Copper(I)-catalyzed 1,3-dipolar cycloaddition
between organic azides
and terminal alkynes, commonly known as CuAAC or click chemistry,
has been identified as one of the most successful, versatile, reliable,
and modular strategies for the rapid and regioselective construction
of 1,4-disubstituted 1,2,3-triazoles as diversely functionalized molecules.

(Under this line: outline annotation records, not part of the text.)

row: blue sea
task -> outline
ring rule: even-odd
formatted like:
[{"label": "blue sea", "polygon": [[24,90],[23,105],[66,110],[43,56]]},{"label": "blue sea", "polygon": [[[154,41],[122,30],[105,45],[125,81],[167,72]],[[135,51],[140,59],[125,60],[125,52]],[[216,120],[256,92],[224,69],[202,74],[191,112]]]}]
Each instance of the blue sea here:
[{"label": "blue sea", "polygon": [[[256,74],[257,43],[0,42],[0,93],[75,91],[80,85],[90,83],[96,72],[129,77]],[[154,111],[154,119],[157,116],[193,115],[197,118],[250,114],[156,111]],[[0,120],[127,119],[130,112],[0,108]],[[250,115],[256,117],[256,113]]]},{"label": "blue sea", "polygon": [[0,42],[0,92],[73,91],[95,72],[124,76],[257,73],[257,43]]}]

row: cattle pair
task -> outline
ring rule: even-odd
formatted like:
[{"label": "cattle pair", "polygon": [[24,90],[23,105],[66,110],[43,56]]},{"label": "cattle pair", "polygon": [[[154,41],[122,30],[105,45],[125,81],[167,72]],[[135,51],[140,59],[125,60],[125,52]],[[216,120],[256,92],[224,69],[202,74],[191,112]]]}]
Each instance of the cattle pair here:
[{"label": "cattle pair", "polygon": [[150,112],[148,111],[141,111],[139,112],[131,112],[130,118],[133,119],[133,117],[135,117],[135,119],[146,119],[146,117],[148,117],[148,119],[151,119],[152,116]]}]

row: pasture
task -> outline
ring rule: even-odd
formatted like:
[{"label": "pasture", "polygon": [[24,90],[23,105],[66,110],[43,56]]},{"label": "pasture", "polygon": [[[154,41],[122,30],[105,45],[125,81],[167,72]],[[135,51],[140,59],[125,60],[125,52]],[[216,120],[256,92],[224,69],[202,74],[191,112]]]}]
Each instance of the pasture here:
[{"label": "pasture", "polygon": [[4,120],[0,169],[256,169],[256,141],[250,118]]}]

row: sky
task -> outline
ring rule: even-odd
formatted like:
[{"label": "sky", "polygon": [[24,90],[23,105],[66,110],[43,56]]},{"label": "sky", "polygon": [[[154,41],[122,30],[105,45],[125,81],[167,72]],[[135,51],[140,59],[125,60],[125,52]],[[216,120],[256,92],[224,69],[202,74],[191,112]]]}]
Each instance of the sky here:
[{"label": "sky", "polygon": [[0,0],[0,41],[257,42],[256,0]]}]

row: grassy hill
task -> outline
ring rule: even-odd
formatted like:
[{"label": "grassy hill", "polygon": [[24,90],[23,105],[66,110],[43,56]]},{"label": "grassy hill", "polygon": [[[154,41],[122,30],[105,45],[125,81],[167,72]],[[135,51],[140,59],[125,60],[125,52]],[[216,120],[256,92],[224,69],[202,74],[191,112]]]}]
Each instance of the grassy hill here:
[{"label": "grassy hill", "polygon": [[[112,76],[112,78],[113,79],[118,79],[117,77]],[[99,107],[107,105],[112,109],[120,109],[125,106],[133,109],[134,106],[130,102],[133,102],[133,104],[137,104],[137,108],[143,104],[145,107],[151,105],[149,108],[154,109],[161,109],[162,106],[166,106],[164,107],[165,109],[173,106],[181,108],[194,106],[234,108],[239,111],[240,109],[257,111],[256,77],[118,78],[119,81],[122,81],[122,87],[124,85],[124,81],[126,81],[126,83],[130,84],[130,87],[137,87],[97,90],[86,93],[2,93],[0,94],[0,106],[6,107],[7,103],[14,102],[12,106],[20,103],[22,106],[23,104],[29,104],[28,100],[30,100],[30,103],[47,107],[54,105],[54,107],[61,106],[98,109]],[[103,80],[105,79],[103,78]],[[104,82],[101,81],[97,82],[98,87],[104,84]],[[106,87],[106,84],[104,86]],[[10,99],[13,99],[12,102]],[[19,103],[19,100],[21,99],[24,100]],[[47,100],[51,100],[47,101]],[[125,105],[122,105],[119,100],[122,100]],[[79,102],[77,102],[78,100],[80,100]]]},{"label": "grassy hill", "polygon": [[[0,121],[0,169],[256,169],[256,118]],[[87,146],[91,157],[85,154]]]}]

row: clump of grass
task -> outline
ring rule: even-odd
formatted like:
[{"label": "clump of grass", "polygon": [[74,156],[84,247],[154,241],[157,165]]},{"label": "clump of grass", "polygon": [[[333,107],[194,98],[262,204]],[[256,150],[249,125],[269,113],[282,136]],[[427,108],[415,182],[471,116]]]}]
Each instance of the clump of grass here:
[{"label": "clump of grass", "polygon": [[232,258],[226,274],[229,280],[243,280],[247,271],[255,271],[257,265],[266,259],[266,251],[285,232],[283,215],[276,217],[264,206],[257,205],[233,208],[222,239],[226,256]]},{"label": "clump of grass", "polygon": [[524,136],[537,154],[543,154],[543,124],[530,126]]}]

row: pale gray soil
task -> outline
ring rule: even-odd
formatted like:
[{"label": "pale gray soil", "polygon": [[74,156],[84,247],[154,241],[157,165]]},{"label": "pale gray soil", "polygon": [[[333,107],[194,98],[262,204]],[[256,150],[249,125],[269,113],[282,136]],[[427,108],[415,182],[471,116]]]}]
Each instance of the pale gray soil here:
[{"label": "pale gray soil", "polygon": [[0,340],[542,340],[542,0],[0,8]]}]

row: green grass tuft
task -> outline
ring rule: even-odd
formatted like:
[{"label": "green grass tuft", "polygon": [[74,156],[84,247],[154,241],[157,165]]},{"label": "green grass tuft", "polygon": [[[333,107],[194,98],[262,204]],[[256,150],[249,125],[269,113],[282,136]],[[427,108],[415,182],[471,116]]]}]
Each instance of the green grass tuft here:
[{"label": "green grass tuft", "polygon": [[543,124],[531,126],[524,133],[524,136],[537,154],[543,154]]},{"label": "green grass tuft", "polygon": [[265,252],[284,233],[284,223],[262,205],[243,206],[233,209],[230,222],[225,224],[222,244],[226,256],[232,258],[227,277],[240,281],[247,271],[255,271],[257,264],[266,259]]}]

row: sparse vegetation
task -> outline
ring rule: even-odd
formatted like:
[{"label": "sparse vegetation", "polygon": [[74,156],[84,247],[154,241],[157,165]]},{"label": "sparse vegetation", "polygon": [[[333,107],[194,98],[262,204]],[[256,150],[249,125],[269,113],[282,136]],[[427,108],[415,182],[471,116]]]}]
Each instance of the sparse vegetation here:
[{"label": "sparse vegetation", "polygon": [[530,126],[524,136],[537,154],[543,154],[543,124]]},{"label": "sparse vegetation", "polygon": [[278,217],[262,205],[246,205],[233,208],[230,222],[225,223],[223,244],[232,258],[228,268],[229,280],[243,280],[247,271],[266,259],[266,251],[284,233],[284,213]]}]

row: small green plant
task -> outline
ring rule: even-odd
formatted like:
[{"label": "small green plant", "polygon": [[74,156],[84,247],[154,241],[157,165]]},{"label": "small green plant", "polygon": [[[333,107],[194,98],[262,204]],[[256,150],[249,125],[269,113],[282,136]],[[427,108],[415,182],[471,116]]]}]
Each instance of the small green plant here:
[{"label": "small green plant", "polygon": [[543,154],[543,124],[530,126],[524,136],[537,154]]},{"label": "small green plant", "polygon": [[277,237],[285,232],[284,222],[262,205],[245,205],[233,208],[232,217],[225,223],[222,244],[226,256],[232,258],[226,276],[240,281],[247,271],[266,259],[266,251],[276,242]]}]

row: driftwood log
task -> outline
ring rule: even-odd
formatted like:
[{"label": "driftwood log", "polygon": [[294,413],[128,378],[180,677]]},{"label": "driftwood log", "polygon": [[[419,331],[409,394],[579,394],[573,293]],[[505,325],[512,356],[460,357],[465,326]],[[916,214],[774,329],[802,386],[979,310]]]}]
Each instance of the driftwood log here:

Carbohydrates, an integral part of living cells, have several fascinating
features, including their structural diversity, biocompatibility,
bioavailability, hydrophilicity, and superior ADME properties with
minimal toxicity, which support increased demand to explore them as
versatile scaffolds for easy access to diverse glycohybrids and well-defined
glycoconjugates for complete chemical, biochemical, and pharmacological
investigations. This review highlights the successful development
of CuAAC or click chemistry in emerging areas of glycoscience, including
the synthesis of triazole appended carbohydrate-containing molecular
architectures (mainly glycohybrids, glycoconjugates, glycopolymers,
glycopeptides, glycoproteins, glycolipids, glycoclusters, and glycodendrimers
through regioselective triazole forming modular and bio-orthogonal
coupling protocols). It discusses the widespread applications of these
glycoproducts as enzyme inhibitors in drug discovery and development,
sensing, gelation, chelation, glycosylation, and catalysis. This review
also covers the impact of click chemistry and provides future perspectives
on its role in various emerging disciplines of science and technology.